To make a long story short, he joined up, traveled through untold danger and hardship over Caradhras, through the Mines of Moria, into Loth-lorien, and down the Anduin. He was going insane with madness to get the Magic Wishing Ring, but the tall elf dude with a longbow had an eye on him and that would be bad. He had to get the little short dude alone somewhere and get it then. Finally, they got to shore and set up a camp.
“Hey, little short dude,” called our hero, “what say you and me go for a walk in the woods?”
“The name’s Frodo,” said the little short dude, “and for what purpose should we go for a walk in the orc-infested woods?”

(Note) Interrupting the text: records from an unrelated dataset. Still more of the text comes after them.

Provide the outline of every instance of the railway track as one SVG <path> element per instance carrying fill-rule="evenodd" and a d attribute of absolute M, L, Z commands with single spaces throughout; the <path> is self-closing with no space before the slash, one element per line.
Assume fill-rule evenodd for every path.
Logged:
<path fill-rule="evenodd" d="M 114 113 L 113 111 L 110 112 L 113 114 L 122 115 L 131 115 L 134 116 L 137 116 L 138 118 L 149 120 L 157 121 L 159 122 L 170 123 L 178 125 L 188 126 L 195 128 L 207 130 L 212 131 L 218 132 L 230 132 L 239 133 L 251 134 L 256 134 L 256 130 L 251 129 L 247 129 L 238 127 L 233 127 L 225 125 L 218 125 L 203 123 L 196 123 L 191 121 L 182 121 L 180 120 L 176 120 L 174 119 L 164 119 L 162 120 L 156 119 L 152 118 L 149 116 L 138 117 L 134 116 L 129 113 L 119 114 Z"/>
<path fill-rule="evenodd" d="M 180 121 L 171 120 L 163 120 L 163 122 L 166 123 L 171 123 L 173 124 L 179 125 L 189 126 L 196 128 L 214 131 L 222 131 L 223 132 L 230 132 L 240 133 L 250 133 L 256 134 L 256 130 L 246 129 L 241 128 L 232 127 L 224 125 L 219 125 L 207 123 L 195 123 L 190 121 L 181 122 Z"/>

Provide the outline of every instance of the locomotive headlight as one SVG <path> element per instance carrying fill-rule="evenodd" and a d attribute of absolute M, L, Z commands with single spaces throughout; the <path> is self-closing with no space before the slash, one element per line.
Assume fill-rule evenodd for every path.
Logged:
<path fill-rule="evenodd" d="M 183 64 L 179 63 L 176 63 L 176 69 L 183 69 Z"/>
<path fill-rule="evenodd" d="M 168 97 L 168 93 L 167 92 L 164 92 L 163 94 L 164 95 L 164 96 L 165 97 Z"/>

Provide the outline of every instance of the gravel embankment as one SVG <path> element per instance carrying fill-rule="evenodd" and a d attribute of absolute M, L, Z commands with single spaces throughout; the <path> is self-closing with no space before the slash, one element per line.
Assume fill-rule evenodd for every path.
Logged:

“I smell adventure just waiting in the woods!” replied Boromir. “I never forget a smell!” At once, everyone and their dog (except, of course, for the short little dude, because he was smart) dashed into the woods.
“Ok,” said Boromir. “Not exactly the response I expected, but we can work it that way too.” Boromir grabbed the Magic Wishing Ring from the little short dude and put it on. Before he could make a wish, he disappeared. But he wished anyway.
“I wish that my halitosis breath was gone forever!” His wish came true! He whooped and hollered for joy. His breath was as fresh as the winter breeze. He whooped and hollered some more. Unfortunately, he whooped and hollered a little too loud.
Suddenly, a bunch of Uruk-hai charged out of the trees and went berserk. They fired off millions of arrows randomly at the little short dude. But since Boromir was standing in front of said little short dude, he got skewered like half a million times and fell over dead.

And that, my friend, concludes the story of how Boromir got his wish, but paid for it with his life. FYI- The Fellowship had to make up a little story about how he turned heroic in the end and defended the Hobbits, but… I’m afraid it simply wasn’t what happened. Boromir? Defend the Hobbits? Hahahahahaha!! Absurd!